Während die Stadtverwaltung Sondershausen mit Bürgermeister Joachim Kreyer (CDU) und der 1. Beigeordneten, Cornelia Kraffzick, (SPD) hochrangig vertreten war, konnte man das vom Landratsamt Kyffhäuserkreis nicht gerade sagen, denn Sabine Bräunicke vom Jugendamt war nicht als offizielle Vertreterin des Landratsamtes des Kyffhäuserkreises da, sondern als geladenes Mitglied des Flüchtlingsrates. Dabei sollte doch gerade das Landratsamt an solchen Flüchtlingsfragen interessiert sein, ist man ja direkt für die Betreuung der Flüchtlinge verantwortlich.
Der Flüchtlingsrat Thüringen e.V. lehnt die Unterbringung von Asylbewerbern und Flüchtlingen in Gemeinschaftsunterkünften ab. Gemeinschaftsunterkünfte bergen die Gefahr der Ghetto-Bildung und der Isolierung der Flüchtlinge.
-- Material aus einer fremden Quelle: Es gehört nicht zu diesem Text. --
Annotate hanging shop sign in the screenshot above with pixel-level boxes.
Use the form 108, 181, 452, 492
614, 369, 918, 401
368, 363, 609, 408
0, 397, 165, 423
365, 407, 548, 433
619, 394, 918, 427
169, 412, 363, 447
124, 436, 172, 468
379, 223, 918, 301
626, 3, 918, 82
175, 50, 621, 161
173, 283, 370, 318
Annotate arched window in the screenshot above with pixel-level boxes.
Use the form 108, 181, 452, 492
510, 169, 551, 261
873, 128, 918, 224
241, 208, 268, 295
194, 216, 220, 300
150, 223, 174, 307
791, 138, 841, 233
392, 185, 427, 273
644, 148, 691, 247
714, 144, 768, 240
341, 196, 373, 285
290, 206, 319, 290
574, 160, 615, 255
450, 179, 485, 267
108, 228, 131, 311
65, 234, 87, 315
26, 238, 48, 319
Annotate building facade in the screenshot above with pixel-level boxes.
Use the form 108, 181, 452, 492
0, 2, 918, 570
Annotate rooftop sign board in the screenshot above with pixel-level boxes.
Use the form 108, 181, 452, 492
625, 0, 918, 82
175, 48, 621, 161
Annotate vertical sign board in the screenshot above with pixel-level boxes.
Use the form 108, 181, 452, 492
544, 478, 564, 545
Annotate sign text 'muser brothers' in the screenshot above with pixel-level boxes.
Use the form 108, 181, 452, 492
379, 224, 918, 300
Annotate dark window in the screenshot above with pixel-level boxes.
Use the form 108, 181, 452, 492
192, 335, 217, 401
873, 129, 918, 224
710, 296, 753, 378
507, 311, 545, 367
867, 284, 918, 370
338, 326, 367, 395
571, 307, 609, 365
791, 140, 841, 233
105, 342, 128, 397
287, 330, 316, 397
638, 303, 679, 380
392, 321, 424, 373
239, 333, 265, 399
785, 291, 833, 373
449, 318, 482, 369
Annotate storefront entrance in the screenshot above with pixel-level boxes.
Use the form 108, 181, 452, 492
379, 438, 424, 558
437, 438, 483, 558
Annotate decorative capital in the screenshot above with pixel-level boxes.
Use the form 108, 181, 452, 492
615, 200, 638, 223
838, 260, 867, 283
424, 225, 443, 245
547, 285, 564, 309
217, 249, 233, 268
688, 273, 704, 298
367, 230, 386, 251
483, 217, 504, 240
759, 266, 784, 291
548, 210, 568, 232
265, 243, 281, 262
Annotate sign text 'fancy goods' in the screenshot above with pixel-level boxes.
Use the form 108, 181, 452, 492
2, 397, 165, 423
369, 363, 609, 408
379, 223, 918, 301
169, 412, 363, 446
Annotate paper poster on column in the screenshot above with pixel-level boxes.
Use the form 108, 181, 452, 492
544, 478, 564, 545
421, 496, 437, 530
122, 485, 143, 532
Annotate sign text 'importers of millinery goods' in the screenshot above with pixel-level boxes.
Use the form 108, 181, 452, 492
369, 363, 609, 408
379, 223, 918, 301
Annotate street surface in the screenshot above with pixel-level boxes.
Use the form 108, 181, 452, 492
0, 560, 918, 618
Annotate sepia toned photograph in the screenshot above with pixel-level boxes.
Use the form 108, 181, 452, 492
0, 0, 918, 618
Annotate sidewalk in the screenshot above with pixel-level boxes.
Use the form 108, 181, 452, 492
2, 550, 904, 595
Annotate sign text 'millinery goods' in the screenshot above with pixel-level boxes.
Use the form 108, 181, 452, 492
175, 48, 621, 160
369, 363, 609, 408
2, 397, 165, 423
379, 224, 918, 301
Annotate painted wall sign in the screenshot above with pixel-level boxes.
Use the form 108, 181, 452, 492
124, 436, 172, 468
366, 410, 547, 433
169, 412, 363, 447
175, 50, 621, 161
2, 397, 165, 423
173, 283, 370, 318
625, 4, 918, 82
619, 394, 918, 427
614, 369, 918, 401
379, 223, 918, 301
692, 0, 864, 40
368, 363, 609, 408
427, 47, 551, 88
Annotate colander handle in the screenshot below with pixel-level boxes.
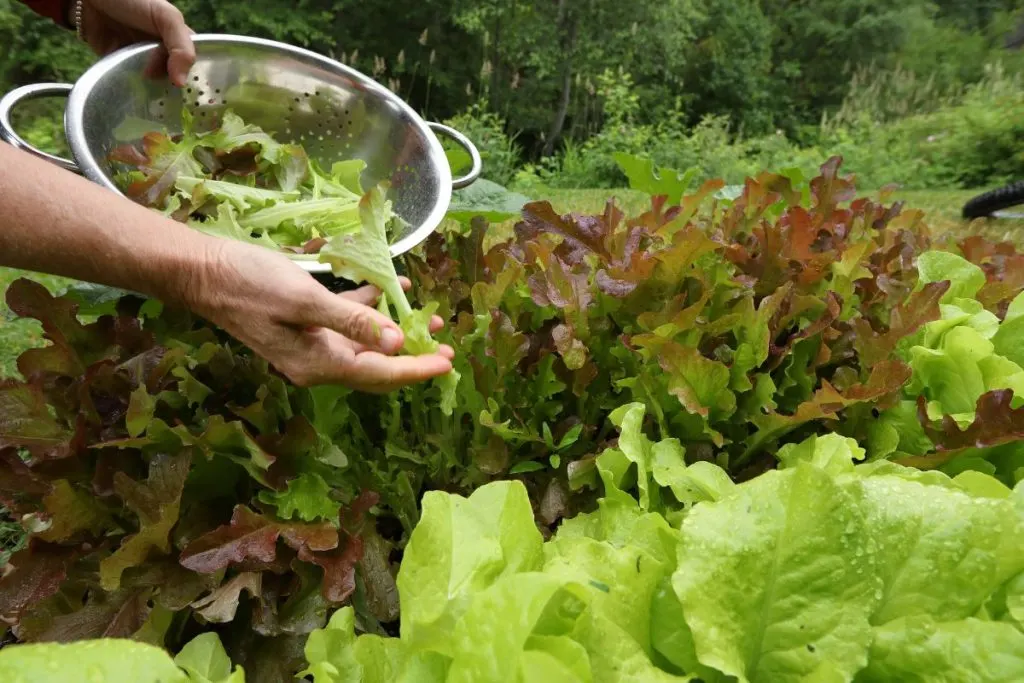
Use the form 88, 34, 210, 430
0, 83, 82, 174
427, 123, 483, 189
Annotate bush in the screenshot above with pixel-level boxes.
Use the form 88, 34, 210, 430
820, 65, 1024, 188
444, 101, 520, 185
6, 160, 1024, 683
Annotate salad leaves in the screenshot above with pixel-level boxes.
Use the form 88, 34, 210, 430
111, 111, 393, 254
6, 156, 1024, 683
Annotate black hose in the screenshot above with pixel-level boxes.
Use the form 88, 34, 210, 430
964, 180, 1024, 220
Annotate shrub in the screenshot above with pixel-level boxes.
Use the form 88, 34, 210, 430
444, 102, 520, 185
6, 160, 1024, 683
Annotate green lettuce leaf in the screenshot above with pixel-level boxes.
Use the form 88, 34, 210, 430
672, 465, 882, 682
857, 615, 1024, 683
319, 187, 459, 415
397, 481, 543, 653
0, 638, 188, 683
918, 251, 985, 303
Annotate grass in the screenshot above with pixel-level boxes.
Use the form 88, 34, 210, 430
0, 189, 1024, 378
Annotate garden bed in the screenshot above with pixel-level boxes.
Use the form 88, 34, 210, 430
0, 159, 1024, 683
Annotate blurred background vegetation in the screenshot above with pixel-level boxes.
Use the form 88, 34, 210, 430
0, 0, 1024, 193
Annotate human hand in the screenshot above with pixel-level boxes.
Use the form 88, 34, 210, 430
74, 0, 196, 87
181, 240, 455, 393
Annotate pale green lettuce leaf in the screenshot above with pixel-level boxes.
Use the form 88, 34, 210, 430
544, 537, 672, 654
397, 481, 544, 653
299, 606, 423, 683
447, 572, 590, 683
650, 577, 724, 683
0, 638, 188, 683
865, 400, 935, 460
555, 496, 679, 569
598, 402, 733, 511
856, 615, 1024, 683
845, 465, 1024, 625
174, 632, 246, 683
777, 434, 865, 475
321, 187, 459, 415
259, 472, 341, 522
569, 610, 696, 683
673, 465, 881, 682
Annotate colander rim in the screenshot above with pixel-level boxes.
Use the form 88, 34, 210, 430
65, 33, 453, 273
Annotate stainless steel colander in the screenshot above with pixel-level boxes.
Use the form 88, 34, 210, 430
0, 34, 481, 272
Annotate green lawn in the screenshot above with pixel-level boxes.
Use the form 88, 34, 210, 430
0, 189, 1024, 377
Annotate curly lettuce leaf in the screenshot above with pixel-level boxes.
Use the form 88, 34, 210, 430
672, 465, 881, 682
398, 481, 543, 652
0, 638, 188, 683
321, 186, 459, 415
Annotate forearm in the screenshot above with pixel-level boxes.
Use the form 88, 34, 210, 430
0, 143, 220, 301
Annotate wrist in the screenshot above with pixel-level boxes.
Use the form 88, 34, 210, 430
139, 231, 226, 311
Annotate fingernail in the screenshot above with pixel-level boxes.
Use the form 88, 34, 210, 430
381, 328, 401, 351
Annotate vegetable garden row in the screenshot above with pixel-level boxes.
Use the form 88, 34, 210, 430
0, 152, 1024, 683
Auch würde dadurch erst recht die Eingliederung der Flüchtlinge in die Gesellschaft verhindert, da solche Gemeinschaftsunterkünfte oft auch sehr abgelegen sind, wie zum Beispiel auch im Kyffhäuserkreis in Rockensußra.
Nach einer Erhebung des Flüchtlingsrates waren in Thüringen per 15.04.2007 insgesamt 2.640 Menschen in Gemeinschaftsunterkünften und 1.474 in Wohnungen untergebracht. In diesen Zahlen war der Kyffhäuserkreis mit 162 Personen in Gemeinschaftsunterkünften und 16 Personen in Einzelunterbringung enthalten. Hinsichtlich dieser Ist-Situation stellte der Flüchtlingsrat fest:
Diese Darstellung offenbart, dass der ursprüngliche Wille des Thüringer Landesgesetzgebers mit der Beschlussfassung des Thüringer Flüchtlingsaufnahmegesetzes nur unzureichend in Thüringen Umsetzung gefunden hat – die Unterbringung von Familien mit Kindern als auch von denjenigen, die länger als 12 Monate in einer Gemeinschaftsunterkunft leben, in Einzelwohnungen.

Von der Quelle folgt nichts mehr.